Economic and other policies within the United States

President Kennedy was convinced that US policy toward the USSR, and toward the world, must be based on a robust US economy. On the basis of its lackluster performance in the late 1950s, he campaigned in 1960 that he would "get the economy moving again." To that end, he proposed significant trade liberalization. To stimulate growth and domestic demand, he proposed an investment tax credit, and eventually a significant reduction in income taxes, which was finally legislated in 1964. As expected, economic growth improved, and indeed became too robust after the sharp buildup in military expenditures associated with Vietnam, such that President Johnson (belatedly) proposed a tax increase in 1967, enacted in 1968. As the economy grew, so did government revenues.

A government’s spending priorities can be found in its budget. Defense expenditures in the United States declined from a Korean War high of $49 billion (13 percent of GDP) in 1953 to $38 billion in 1955, and then rose gradually to $45 billion (8.8 percent of GDP) in 1960 and to $49 billion in 1965 (7.1 percent of a significantly larger GDP). The Vietnam War built them up to $77 billion in 1968 (8.8 percent of GDP), whereupon they rose to $86 billion (representing a sharp decline in real terms, because of inflation), 5.0 percent of GDP in 1976, and fell below 5 percent in the years 1977-79.

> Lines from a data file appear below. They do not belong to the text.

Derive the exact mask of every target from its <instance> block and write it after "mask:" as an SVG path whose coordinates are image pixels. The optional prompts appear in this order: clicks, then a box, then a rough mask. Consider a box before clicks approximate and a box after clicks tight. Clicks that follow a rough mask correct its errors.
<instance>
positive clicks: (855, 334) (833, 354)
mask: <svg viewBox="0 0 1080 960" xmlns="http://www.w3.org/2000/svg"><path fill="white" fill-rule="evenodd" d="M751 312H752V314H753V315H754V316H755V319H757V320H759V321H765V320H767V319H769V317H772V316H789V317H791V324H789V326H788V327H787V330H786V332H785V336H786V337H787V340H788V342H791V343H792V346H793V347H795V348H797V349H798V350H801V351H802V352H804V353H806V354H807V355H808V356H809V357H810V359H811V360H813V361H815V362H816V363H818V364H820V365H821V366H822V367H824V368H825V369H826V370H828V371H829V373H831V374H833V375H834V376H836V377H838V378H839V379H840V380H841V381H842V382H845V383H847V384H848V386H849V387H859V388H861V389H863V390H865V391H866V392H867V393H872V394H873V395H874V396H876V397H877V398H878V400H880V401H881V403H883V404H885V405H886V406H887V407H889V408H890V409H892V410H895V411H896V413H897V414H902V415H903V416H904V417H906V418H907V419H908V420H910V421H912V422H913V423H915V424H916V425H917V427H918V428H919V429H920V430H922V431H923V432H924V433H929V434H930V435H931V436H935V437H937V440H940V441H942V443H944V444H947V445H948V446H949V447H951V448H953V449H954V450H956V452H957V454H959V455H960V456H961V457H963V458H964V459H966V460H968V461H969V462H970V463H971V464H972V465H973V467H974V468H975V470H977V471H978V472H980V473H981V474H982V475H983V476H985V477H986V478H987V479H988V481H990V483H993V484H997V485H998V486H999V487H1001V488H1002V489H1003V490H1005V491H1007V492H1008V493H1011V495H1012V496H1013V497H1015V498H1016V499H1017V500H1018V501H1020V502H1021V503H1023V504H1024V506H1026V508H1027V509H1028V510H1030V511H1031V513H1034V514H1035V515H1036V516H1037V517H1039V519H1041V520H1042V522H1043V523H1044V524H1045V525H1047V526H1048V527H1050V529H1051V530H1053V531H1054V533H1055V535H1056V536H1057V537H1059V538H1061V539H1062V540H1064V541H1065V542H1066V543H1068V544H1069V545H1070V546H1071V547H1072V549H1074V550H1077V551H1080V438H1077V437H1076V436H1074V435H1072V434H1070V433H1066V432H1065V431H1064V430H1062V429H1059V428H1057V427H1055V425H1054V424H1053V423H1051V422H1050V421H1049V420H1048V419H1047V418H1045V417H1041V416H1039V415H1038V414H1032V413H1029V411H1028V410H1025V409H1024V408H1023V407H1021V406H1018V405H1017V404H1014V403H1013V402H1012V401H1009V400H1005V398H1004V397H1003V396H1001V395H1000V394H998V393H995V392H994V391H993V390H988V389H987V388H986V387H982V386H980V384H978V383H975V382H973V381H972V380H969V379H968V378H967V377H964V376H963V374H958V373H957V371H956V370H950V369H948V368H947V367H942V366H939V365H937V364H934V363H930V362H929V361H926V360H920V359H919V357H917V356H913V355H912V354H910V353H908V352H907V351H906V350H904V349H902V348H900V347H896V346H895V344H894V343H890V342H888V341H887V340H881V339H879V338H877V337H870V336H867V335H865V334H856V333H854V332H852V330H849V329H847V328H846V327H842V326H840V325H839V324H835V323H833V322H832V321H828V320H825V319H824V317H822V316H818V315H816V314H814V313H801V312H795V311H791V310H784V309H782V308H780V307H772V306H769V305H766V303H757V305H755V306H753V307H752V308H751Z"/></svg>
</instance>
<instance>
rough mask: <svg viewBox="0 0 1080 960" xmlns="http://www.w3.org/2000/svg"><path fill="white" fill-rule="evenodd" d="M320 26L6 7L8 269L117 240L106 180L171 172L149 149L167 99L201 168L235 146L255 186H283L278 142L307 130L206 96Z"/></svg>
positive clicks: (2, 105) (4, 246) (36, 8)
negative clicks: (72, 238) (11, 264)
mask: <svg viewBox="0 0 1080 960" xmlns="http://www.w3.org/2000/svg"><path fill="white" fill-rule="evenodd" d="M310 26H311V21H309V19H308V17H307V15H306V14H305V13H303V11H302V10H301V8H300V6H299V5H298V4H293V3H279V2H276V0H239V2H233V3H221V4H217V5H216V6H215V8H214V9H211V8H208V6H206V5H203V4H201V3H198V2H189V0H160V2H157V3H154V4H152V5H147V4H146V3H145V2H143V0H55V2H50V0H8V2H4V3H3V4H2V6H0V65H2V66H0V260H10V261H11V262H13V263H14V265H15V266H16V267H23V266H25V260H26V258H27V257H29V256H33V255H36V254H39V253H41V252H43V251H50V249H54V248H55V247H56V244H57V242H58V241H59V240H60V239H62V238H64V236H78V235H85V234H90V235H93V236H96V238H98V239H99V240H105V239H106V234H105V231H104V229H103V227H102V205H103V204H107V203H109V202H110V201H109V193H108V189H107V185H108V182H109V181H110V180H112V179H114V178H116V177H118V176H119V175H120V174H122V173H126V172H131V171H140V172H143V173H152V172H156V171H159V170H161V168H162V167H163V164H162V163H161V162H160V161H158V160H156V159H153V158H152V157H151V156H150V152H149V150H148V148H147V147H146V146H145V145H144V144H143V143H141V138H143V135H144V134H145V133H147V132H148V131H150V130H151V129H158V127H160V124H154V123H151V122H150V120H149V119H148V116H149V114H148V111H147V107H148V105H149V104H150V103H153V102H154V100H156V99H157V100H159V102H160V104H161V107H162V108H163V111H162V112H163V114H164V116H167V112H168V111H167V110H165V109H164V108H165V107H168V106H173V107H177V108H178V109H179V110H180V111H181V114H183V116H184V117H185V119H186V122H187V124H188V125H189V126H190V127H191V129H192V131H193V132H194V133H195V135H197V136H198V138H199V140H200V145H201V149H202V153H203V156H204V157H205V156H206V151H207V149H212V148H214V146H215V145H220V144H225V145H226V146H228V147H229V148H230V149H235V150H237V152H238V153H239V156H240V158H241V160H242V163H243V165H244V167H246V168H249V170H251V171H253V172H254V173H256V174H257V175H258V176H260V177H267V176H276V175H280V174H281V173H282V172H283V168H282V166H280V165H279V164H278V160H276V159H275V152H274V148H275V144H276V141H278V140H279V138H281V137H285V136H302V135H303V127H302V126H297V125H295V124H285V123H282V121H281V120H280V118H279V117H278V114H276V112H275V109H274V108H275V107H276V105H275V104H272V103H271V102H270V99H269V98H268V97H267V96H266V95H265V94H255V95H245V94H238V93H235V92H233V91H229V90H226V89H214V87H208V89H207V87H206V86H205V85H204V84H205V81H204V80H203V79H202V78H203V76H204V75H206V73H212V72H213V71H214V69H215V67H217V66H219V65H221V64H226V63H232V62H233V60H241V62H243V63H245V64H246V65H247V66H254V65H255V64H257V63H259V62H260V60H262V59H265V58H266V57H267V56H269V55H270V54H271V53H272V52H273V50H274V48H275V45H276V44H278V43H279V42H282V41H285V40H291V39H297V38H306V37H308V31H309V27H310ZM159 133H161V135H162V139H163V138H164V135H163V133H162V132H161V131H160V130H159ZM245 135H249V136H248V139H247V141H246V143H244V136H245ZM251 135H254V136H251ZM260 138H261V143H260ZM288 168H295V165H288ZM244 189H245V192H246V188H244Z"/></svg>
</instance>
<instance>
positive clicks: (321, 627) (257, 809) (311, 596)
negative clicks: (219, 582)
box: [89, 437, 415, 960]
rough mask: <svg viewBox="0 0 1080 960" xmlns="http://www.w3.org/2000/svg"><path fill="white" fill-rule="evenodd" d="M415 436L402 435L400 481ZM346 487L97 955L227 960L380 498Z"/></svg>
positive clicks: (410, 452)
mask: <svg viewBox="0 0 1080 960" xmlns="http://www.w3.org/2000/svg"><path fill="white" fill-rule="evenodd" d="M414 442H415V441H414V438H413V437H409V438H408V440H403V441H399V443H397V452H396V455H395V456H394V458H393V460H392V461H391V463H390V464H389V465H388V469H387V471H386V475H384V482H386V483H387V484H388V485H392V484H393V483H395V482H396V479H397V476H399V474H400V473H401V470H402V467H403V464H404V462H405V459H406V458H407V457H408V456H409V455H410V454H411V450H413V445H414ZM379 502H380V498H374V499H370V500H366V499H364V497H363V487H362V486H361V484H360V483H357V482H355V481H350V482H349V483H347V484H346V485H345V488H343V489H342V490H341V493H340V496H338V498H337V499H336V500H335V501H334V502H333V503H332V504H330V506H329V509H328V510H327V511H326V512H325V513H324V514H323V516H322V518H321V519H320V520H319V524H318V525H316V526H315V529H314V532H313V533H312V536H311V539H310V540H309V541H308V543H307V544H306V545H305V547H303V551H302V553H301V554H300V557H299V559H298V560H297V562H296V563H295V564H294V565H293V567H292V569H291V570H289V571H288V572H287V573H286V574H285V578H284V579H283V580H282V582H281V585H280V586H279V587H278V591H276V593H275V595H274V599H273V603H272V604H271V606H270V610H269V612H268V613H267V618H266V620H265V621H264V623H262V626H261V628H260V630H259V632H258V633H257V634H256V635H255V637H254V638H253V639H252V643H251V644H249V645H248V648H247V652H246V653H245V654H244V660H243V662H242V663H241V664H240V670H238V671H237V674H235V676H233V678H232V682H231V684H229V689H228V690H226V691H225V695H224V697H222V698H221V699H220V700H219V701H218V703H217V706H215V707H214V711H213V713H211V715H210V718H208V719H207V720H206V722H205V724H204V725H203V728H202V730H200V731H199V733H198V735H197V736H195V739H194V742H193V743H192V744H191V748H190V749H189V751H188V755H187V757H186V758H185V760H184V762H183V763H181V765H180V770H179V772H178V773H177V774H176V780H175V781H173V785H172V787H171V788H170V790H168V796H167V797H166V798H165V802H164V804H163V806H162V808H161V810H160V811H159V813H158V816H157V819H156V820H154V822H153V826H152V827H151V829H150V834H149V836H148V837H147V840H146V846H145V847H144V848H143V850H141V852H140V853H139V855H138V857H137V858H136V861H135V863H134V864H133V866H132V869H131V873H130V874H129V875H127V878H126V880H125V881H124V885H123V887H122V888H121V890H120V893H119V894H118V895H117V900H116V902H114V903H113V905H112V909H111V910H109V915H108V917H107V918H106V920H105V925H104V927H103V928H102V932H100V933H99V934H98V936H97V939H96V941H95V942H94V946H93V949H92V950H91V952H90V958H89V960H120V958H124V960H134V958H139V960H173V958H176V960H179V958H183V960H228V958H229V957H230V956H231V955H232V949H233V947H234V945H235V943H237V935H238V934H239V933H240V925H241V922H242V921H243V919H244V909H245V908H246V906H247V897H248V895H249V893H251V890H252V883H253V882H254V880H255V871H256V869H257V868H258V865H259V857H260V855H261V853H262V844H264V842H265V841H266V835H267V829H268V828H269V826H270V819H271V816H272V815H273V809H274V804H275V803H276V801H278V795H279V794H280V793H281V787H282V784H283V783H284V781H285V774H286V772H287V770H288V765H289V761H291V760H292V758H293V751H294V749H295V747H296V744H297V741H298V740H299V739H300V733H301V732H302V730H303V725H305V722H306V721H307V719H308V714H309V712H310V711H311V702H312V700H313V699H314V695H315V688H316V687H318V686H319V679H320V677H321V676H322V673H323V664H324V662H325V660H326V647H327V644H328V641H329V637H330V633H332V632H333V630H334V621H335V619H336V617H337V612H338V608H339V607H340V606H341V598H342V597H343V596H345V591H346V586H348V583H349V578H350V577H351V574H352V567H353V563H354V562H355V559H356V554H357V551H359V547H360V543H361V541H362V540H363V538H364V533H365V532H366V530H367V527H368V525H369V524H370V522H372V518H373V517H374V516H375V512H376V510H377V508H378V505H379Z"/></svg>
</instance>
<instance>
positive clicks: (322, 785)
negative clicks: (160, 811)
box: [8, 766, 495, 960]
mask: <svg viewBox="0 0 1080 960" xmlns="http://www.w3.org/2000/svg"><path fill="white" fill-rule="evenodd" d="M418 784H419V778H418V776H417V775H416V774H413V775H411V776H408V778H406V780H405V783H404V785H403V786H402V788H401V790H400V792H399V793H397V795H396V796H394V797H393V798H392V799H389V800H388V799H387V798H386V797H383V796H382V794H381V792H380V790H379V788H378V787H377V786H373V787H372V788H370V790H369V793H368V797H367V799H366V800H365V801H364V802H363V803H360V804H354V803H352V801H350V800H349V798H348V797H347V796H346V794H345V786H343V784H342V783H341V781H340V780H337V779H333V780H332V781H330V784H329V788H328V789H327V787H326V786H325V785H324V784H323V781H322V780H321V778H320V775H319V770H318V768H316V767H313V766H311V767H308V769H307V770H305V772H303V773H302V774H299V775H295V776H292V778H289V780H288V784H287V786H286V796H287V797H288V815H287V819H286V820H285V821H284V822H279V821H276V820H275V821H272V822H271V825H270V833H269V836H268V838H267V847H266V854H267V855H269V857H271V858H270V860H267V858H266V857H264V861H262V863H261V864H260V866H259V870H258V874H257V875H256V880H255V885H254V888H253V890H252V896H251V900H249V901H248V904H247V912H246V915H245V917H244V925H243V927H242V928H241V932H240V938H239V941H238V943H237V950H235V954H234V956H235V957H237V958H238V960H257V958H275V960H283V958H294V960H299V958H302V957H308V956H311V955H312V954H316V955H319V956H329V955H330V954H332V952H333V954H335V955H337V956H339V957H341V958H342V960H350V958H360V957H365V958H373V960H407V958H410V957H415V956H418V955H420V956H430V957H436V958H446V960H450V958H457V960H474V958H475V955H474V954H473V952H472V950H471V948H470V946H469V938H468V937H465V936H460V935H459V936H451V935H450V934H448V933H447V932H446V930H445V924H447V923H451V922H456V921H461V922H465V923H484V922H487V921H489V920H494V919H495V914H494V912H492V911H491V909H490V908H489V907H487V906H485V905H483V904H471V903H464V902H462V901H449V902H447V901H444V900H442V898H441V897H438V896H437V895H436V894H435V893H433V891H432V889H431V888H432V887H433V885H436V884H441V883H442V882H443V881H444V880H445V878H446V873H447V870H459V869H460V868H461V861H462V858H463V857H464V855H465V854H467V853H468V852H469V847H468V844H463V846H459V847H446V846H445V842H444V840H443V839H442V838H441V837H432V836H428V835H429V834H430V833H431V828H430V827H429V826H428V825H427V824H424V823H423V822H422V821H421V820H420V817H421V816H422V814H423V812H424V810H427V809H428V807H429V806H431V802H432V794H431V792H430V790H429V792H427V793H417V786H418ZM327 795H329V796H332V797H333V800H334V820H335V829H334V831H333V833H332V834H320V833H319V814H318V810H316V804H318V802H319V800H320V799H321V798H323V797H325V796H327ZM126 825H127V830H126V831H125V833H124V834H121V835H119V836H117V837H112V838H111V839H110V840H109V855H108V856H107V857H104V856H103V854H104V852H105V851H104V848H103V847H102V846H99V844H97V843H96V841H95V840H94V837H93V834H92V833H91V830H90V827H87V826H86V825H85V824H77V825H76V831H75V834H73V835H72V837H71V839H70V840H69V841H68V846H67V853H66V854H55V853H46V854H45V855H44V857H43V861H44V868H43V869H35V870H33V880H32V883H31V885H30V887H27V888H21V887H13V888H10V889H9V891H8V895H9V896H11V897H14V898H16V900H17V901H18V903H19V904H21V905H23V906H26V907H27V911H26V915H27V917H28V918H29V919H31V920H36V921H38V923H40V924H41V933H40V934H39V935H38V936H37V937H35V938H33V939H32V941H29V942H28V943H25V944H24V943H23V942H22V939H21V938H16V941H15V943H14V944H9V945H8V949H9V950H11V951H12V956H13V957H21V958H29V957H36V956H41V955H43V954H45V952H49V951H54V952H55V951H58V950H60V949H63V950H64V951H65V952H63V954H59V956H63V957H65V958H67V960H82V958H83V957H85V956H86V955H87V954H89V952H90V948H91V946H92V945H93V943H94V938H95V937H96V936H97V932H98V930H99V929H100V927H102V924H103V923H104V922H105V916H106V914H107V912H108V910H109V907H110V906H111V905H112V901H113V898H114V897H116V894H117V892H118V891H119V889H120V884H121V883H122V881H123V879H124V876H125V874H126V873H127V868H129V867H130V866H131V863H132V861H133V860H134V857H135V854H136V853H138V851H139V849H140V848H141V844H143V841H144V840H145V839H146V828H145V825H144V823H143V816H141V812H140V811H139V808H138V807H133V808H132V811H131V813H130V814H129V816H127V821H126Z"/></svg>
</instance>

During this period, the United States also expanded its expenditures on "international affairs," mainly foreign assistance, but also including the Peace Corps and the US Information Agency (USIA). In addition, Federal government expenditures on higher education increased under the National Defense Education Act, as did the space program, both launched in 1958. Kennedy promised in 1961, following the manned earth orbit by Russian Yuri Gagarin, to land a man on the moon “before the decade is out" - an achievement accomplished in July 1969. Kennedy wanted to reestablish the United States as being on the frontiers of technology in the eyes of Americans and of those around the world - not least in the Soviet Union. The expenditures of the National Aeronautics and Space Administration (NASA) rose from nothing in 1958 to a peak of $5.1 billion in 1965 before receding to below $3 billion in 1974-75.47 These government expenditures did not impose severe strains on the US economy except during the years of the rapid military buildup in Vietnam in the late 1960s.